Depth gauges are devices that are widely used in some types of use, such as for example for diving. Several types of devices exist. Among these, capillary depth gauges are well known.
A conventional capillary depth gauge includes a glass tube closed at one end. When it is immersed in water, air remains trapped in the tube, on the closed side. Water penetrates through the aperture and compresses the air. The pressure exerted on the area of trapped air increases as a function of the increase in depth. This effect is used to display the depth reached, using a scale provided in immediate proximity to the depth gauge or directly thereon. Thus, during use in diving, when a diver moves away from the surface of the water, the air is compressed and depth can be measured as a function of the position of the air-water transition area in the tube.

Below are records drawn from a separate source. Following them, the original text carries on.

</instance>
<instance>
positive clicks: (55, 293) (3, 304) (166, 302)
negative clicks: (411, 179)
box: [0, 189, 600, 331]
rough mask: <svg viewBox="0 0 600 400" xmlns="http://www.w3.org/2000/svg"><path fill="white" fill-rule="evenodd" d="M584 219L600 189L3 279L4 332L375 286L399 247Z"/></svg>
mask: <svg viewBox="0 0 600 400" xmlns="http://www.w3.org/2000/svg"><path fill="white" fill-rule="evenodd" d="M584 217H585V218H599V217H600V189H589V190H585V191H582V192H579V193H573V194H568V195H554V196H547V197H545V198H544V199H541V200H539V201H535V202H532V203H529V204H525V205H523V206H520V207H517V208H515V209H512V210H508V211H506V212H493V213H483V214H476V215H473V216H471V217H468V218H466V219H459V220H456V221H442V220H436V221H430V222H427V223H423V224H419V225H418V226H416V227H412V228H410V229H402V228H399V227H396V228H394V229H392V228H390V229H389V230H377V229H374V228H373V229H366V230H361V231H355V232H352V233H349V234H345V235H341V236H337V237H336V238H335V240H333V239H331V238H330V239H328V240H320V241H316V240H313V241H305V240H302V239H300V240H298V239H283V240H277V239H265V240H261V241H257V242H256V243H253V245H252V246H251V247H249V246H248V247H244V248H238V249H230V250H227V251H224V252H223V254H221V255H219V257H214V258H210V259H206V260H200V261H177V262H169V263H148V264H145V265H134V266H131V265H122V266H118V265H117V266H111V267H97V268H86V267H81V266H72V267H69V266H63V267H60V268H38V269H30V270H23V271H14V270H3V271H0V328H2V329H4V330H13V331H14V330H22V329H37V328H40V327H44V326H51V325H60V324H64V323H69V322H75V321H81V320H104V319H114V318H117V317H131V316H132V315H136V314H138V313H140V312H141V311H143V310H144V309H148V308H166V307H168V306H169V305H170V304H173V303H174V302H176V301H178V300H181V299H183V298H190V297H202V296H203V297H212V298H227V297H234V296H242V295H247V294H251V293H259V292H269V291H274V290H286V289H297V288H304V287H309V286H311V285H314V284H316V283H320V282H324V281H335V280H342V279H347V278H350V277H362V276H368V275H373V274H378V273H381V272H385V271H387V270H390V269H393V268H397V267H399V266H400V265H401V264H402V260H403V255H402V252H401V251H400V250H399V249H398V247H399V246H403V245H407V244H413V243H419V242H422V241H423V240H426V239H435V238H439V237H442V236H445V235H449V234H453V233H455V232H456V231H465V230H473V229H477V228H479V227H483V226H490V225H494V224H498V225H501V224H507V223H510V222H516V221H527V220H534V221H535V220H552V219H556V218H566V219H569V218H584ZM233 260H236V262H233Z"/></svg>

It is often difficult to read this type of depth gauge since the contrast between air (transparent gas) and water (transparent liquid) is low. The refractive index variation as a function of the presence of water in the capillary tube is manifested as a variation in the reflective index. It is this inequality in the reflection coefficient that characterizes the contrast. To improve the contrast, the capillary tube can be given a particular shape. For example, the round profile can be replaced by a triangular profile. When the tube is filled with air, in some incident angle conditions, the difference in refractive index between the air and the capillary tube material produces total reflection of the light. This total light reflection is used to reflect an image of whatever is on the side of the capillary tube, such as a white background, characters or a scale. When the tube is filled with water, the difference in index between the water and capillary tube material is small or nonexistent. There is no longer total reflection of the light. Light passes through the capillary tube and the water. The capillary tube background then becomes visible. If an intensely coloured background is provided, for example a black background, the background becomes clearly visible. This type of solution corresponds to the depth gauge disclosed in GB Patent No. 919953.
With this solution, drops of water form in the capillary tube, since the difference in pressure due to the capillary effect at the air-water interface is not uniform. The depth gauge disclosed in this document thus provides limited readability. The optical effect obtained does not allow easy and precise reading.